Hollywood has always given feeling lost, confused or naive a uniform, and bullet points to hit. Instead of creating organic characters and fleshing out their worlds with things that fit their persona, I constantly see worlds manufactured with characters that feel of a mould and with the Juno character played out and saccharine.
So despite highly respecting the talent of everyone involved, I wasn’t excited for Lady Bird. I walked into my matinee screening expecting certain beats to be hit and for certain situations to be played for laughs. Which of course was the case. but I also sat with stupid grin on my face the entire time. And this is the weird and fascinating part about Lady Bird: writer/director Greta Gerwig doesn’t do anything groundbreaking (shocker). We’ve seen similar themes, character arcs and confrontations before. But within this tiny pocket of film, which actually has a shit load of content to stay away from, Gerwig and company manage to tell a provoking story that’s hilarious and honest.
Characters are just familiar enough that we all recognize Laurie Metcalf’s mother figure, or Timothee Chalamet’ intellectual douchey Kyle. But it’s the slight twist given to each character that gives them a fresh perspective and voice, and while I could pin them down in broad strokes, the minutiae of the characters was such that I felt like I was involved in lives that extended beyond the 90 minute runtime.
Whether or not Lady Bird is as fantastic as Rotten Tomatoes would have you believe is up for discussion and conversation about the platform itself. But Gerwig, who counts the film as her first solo directing debut, handles everything with skill. Saoirse Ronan is particularly good and I think—not having seen Brooklyn—gives the best performance of her career here. She deftly displays the confidence that only exists alongside the ignorance being 18 permits, but also the institutional vulnerability that comes when that confidence slips away. Lady Bird was definitely going to be nominated for Oscars and I’m not surprised to find Ronan and Gerwig in the running.
The cinematography throughout is fantastic, capturing the sun soaked valley of Sacramento with generosity. Burnt oranges mix with cool blues and greens to evoke feelings of endless summer. Whereas the film carries with it the exact opposite narrative emotion since Lady Bird, as Ronan asks to be called, is ultimately about endings and the bittersweet nature new beginnings attach themselves to. Every character in the film goes through their own version of this, but I wouldn't go so far as to call it grief. The picture of a father coming to terms with his age in a struggling job market, friends and separate universities etc etc.

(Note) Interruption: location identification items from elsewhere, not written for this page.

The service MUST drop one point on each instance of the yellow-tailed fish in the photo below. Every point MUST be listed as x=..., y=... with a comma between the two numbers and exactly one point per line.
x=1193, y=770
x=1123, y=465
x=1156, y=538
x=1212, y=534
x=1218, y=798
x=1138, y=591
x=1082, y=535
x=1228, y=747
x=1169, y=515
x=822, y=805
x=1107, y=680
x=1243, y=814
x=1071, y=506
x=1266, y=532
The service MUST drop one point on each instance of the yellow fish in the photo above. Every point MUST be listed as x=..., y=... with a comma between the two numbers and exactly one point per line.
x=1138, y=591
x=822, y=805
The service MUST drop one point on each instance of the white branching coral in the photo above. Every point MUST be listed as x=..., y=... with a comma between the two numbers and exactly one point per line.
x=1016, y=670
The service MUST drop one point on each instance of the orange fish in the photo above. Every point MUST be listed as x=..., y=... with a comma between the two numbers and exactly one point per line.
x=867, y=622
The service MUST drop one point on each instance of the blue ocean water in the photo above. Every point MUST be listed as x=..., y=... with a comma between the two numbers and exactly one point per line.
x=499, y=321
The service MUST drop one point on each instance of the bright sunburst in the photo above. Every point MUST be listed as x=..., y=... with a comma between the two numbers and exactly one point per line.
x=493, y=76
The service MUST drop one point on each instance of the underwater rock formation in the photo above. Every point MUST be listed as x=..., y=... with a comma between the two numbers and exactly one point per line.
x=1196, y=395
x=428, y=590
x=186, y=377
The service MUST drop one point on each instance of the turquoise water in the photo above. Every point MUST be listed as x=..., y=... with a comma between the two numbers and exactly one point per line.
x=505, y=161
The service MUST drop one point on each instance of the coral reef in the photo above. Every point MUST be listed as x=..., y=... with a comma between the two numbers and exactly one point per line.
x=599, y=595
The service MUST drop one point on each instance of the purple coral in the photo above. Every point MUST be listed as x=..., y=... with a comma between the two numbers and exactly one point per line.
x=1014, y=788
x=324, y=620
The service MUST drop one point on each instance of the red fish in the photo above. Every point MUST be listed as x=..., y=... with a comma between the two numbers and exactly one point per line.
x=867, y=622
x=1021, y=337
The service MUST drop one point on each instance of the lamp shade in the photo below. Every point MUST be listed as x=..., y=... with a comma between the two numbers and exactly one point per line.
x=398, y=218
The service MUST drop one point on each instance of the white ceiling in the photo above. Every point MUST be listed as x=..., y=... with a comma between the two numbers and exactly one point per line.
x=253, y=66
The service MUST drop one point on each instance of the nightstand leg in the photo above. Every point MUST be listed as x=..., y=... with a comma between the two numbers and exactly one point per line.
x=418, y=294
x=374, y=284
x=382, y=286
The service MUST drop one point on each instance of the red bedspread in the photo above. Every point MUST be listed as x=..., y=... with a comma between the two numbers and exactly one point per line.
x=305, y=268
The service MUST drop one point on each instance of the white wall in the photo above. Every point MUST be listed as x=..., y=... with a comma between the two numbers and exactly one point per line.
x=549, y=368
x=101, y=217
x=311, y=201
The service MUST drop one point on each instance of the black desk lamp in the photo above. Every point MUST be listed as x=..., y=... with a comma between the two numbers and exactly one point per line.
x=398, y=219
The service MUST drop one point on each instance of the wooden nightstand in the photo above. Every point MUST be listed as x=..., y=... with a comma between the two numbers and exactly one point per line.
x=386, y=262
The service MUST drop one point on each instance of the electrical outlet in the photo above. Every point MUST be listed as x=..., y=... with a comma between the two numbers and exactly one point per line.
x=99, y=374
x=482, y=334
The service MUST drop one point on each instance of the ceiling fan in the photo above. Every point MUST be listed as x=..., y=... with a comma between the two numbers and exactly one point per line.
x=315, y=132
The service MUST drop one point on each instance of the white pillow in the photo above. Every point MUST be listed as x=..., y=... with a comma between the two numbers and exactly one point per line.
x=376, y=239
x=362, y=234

40 years from now when those trite conversations surrounding the self-esteem of film lovers the world over, I do think Lady Bird will crop up as a best ever, and not just when discussing a genre film. Because sure, strip all the intricate dialogue away and great sense of time and place (2002) and you have another high school film. But not since Super Bad in 2007, and for totally different reasons, have I been so pleasantly wrong going into an experience I thought I had already pegged as a cookie cutter genre film.